How the Cut Would Ripple Through Retirement
Annual cost-of-living adjustments will not save anyone from a structural cut. The 2026 COLA came in at 2.8%, which keeps pace with inflation but does not build a buffer. Meanwhile, CPI keeps grinding higher: the headline index reached 335.123 in May, well above where it sat a year earlier. A 20% benefit reduction stacked on top of that erodes purchasing power in two directions at once.
For retirees with an IRA or 401(k), a benefit cut also changes withdrawal math. Pulling an extra $6,000 a year from a portfolio to plug the gap may push you into a higher tax bracket, increase the share of Social Security that becomes taxable, or accelerate the drawdown of accounts you hoped to leave to heirs.
What Congress Could Actually Do
Davids frames the choice as either increasing revenue or cutting benefits, and says her preference is to raise revenue by asking higher earners to pay more. The broader toolkit Congress can pull from includes four levers:
- Raise the payroll tax cap. In 2026, earnings above $184,500 are not taxed for Social Security. Lifting that ceiling brings in more revenue without touching benefits.
- Reduce benefits, either across the board or targeted at higher earners. Polling shows 61% of Americans support trimming benefits for higher earners to protect lower-income retirees.

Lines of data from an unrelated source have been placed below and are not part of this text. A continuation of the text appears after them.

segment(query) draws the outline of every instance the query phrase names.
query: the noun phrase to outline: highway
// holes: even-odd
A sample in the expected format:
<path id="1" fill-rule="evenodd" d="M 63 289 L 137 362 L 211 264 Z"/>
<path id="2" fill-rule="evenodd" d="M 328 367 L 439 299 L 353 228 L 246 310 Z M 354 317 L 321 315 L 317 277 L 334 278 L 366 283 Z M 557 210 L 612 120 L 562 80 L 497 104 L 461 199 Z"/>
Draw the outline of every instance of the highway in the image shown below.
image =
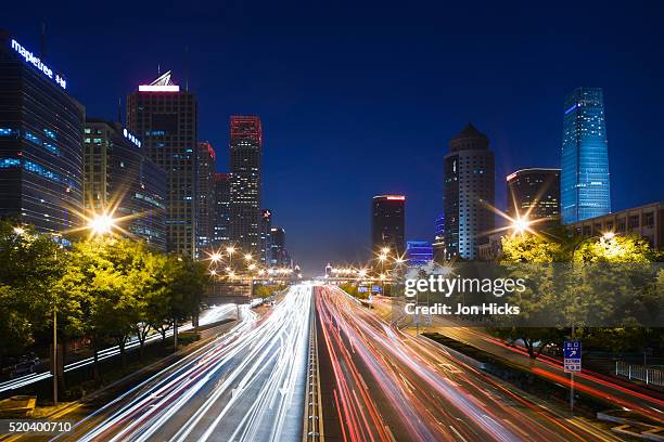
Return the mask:
<path id="1" fill-rule="evenodd" d="M 386 303 L 383 310 L 403 310 L 401 304 L 393 302 L 388 298 L 381 298 L 381 303 Z M 396 316 L 406 317 L 400 313 L 396 313 Z M 413 326 L 411 326 L 411 333 L 414 332 L 412 328 Z M 523 347 L 508 346 L 505 341 L 490 336 L 481 327 L 459 326 L 454 320 L 438 315 L 433 315 L 431 326 L 424 328 L 426 332 L 437 332 L 498 358 L 516 363 L 521 365 L 522 369 L 531 370 L 564 387 L 570 387 L 570 375 L 564 372 L 561 359 L 540 354 L 536 361 L 533 361 Z M 664 416 L 664 401 L 661 393 L 647 390 L 636 384 L 621 381 L 588 368 L 584 368 L 582 373 L 576 374 L 575 389 L 601 399 L 606 403 L 631 410 L 653 420 L 662 421 Z"/>
<path id="2" fill-rule="evenodd" d="M 235 311 L 237 311 L 235 304 L 215 306 L 210 309 L 205 310 L 201 314 L 201 317 L 199 320 L 199 325 L 203 326 L 207 324 L 214 324 L 235 313 Z M 191 323 L 188 323 L 179 327 L 178 330 L 187 332 L 187 330 L 190 330 L 191 328 L 193 328 L 193 326 L 191 325 Z M 169 337 L 169 336 L 173 336 L 173 329 L 169 329 L 166 332 L 166 337 Z M 162 335 L 159 334 L 150 335 L 148 338 L 145 338 L 145 344 L 150 344 L 151 342 L 157 341 L 161 339 L 162 339 Z M 132 337 L 131 339 L 127 341 L 125 349 L 126 351 L 131 351 L 131 350 L 138 349 L 138 347 L 139 347 L 138 338 Z M 99 351 L 99 361 L 103 361 L 105 359 L 117 356 L 117 355 L 119 355 L 119 348 L 117 346 L 108 347 L 106 349 Z M 93 363 L 94 363 L 93 358 L 85 358 L 79 361 L 75 361 L 69 364 L 66 364 L 64 366 L 64 370 L 65 373 L 68 373 L 68 372 L 72 372 L 72 370 L 75 370 L 81 367 L 86 367 Z M 42 364 L 42 365 L 46 366 L 47 364 Z M 51 372 L 39 372 L 39 373 L 30 373 L 29 375 L 10 379 L 4 382 L 0 382 L 0 393 L 3 391 L 15 390 L 21 387 L 25 387 L 30 384 L 38 382 L 40 380 L 50 379 L 51 377 L 52 377 Z"/>
<path id="3" fill-rule="evenodd" d="M 124 393 L 63 440 L 295 441 L 302 438 L 311 287 Z"/>
<path id="4" fill-rule="evenodd" d="M 316 290 L 320 347 L 331 365 L 321 376 L 334 379 L 323 413 L 343 422 L 335 440 L 620 440 L 391 327 L 339 288 Z"/>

- Improve the trust funds’ investment returns, a smaller lever but one that is part of the conversation.
- Form a bipartisan commission to package reforms together. Representatives Tom Suozzi and Tom Cole have introduced legislation to create exactly that.
What to Focus On Before You React
The hardest mistake to undo is claiming Social Security early out of fear. Filing at 62 instead of full retirement age permanently reduces your monthly benefit by roughly 30%, and that reduction compounds for the rest of your life. A potential 20% legislative cut years from now is not worth locking in a guaranteed 30% personal cut today.

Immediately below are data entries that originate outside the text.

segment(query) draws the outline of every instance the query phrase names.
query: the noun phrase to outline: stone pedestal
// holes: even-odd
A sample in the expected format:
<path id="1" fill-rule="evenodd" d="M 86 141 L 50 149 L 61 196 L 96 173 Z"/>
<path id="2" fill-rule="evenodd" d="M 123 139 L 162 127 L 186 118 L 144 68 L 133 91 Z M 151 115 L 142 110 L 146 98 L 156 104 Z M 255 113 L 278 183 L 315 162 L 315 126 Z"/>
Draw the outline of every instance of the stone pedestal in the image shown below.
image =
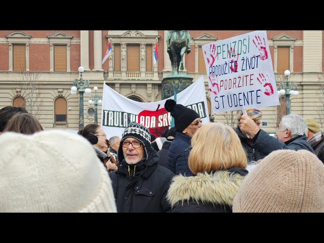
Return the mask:
<path id="1" fill-rule="evenodd" d="M 162 99 L 168 99 L 174 95 L 174 87 L 177 94 L 192 84 L 193 77 L 185 74 L 170 74 L 162 79 Z"/>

The more useful move is to stress-test your plan. Ask what your budget looks like if your benefit dropped by $500 a month starting in 2032. If the answer is tight but workable, you have time. If the answer is alarming, that is information worth acting on now, whether that means trimming fixed costs, delaying claiming, or rebalancing how you draw from savings.
Every household’s numbers land differently. Small details, such as marital status, pension income, or state taxes, can shift the picture more than headlines suggest. Know your own math before Congress finishes writing theirs.